屋上…だろうな。…きっとまた飽きもせず写真を撮ってる。
そんな彼の姿を想像して、少しだけ。ほんの少しだけ…羨ましいと思った。
「…ね、空もそうおもうでしょ?!」
「へっ…あ、うん!」
聞いてなかった…っ。
だけど瑠璃は不審には思わなかったみたいで話しを続けた。ホッ…と安心してから、今度は聞き逃さないように充分集中した。
「…空、今日暇?」
突然問いかけに肩が揺れる。けど、この一言はなんどか聞いたもので、私は「ごめん、今日もちょっと…」と何かしらの理由をつけて断っていた。
「むー、空いつも無理だよね〜」
私は、瑠璃のその言葉にドキッとする。
「瑠璃と出かけるのいやなの〜?」
心拍数が上がるのがわかる。
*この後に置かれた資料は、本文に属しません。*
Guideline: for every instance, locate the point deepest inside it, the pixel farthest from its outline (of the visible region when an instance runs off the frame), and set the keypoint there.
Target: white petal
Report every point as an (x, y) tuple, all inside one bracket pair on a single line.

焦っている。…嫌われたくない。それだけが今の私を動かしている。
「違う!!本当に…ちょっと放課後が無理なだけでっ…」
「ふふ、わかってるよ!…ちょっと拗ねただけ〜!空、放課後忙しいってわかってるよ〜!」
私の心とは裏腹に、瑠璃はにひひっ…と笑った。
「そ、そっか」
私も笑った。けど、心臓の音はさっきよりも速くなっている。…本当にただの冗談なの?…本当はどう思ってるの?…そんな考えが溢れ出して止まらなくなった。